3 Responses to “Technology and the End of Oil”

  1. ZT says:

    I find it odd how the “E”nvironmentalists (to borrow your terminology) are always insistent that oil supplies are low, when the best argument for a carbon tax or cap and trade is that they are high.

    Of course, there’s the converse implication. Even if carbon sensitivity is on the low end of current predictions, it’s going to start adding up. Emissions are on a downward trend right now because newer technology is increasing access to natural gas, but for all we know in 20 or 30 years new technology won’t be unlocking cheap coal or dirty crude deposits?

  2. Harry says:

    And that’s just proven reserves, WC.

    I remember several years T. Boone Pickens did an interview on Bloomberg Business channel where he stated, we already know where all the oil is.

    Now, I have the greatest admiration for Mr. Pickens, the king of Mesa Petroleum. (I remember the cavalier Bloomberg interviewer calling him Boone, as if they were somehow peers.)

    But at the time it had been reported that Mesa was fracking in Arkansas. Mr. Pickens suspected there was methane down there, probably because his production research engineers had located a promising place to spend a lot of money to drill. But even the wily Mr. Pickens did not know for sure whether there would be oil, too. I bet Mr. Pickens is not about to tell anyone where he suspects there is oil or gas or a mother lode of gold nuggets.
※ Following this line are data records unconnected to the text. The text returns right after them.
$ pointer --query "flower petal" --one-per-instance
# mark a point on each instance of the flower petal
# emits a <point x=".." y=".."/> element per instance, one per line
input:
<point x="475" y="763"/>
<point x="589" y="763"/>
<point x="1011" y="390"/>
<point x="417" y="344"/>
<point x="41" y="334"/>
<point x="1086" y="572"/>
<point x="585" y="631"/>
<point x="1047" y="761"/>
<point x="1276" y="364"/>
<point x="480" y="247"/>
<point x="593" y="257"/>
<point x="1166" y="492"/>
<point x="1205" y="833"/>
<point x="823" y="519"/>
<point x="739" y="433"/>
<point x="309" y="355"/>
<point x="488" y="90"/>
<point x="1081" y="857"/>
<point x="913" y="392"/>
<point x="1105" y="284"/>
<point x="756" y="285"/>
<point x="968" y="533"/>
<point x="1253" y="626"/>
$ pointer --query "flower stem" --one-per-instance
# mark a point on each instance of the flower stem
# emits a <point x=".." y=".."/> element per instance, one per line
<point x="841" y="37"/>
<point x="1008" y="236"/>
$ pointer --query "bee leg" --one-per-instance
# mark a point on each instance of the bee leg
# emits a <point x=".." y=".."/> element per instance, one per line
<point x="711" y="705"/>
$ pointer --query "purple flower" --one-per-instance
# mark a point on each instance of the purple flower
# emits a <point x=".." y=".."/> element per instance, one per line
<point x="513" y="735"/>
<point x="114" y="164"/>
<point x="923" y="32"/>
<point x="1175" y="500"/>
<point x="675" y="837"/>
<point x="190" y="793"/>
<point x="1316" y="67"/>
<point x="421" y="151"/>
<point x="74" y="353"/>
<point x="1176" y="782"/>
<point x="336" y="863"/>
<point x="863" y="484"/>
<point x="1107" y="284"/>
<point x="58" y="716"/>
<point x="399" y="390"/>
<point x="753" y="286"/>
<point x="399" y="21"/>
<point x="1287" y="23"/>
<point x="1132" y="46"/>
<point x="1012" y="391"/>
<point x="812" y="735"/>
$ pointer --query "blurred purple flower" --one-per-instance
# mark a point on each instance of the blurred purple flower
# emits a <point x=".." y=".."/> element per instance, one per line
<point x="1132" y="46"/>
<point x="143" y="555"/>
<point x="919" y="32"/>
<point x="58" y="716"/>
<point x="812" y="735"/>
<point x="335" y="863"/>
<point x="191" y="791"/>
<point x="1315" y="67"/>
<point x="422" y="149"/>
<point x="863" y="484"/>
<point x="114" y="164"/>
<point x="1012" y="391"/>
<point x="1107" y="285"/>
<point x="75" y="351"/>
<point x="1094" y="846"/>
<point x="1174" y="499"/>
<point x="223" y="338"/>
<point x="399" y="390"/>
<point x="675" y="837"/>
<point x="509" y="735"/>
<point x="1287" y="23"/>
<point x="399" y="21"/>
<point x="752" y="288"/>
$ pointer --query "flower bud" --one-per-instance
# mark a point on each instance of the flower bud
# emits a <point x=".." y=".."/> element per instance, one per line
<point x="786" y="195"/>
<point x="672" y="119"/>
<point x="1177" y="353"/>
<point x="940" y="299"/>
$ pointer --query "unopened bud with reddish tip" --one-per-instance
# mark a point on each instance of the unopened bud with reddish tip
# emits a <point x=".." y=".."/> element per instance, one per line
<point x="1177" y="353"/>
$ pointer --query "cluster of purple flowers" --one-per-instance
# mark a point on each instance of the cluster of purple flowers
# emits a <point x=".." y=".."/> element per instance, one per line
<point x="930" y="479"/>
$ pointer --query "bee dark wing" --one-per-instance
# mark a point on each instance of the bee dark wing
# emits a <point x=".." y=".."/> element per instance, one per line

    Yes, in the very long run we will run out of everything, assuming we are there. But year after year, proven reserves rise. Right now ExxonMobil uses $55 per barrel for its long-range exploration planning. If they were to use a higher figure, like the $150 per barrel that some experts have forecast as the new normal, then they would be more aggressive. But they know that prices fluctuate and that marginally higher prices stimulate supply.

  3. Harry says:

    Yes, another six hundred years of coal, and that is from the WSJ thirty years ago. Coal has its drawbacks, which WC has discussed before; but those drawbacks have been dealt with by technology, like scrubbers that eliminate soot and sulfur dioxide. One has to deal with the ash, which is handled far better than in F. Scott Fitzgerald’s day when one passed the ash heaps on the train to Long Island.

    Get rid of coal soon, and you force the civilized world and the world about to be civilized into an impossible situation. Do we really want to go back to the eighteenth century when peat was the fuel of choice, and poverty was the norm?

    Right now US coal producers are getting stiff competition in the market from natural gas, which at current prices delivers more btu’s per dollar invested.

    So, in a thousand years the human race has time to figure out how not to rely on carbon, including hydrocarbon energy, and so does the plant kingdom have time to adapt to a zero-CO2 world. Wait — we are made of carbon too, no?

    This segues into an evaluation of the philosophy of Peter Singer.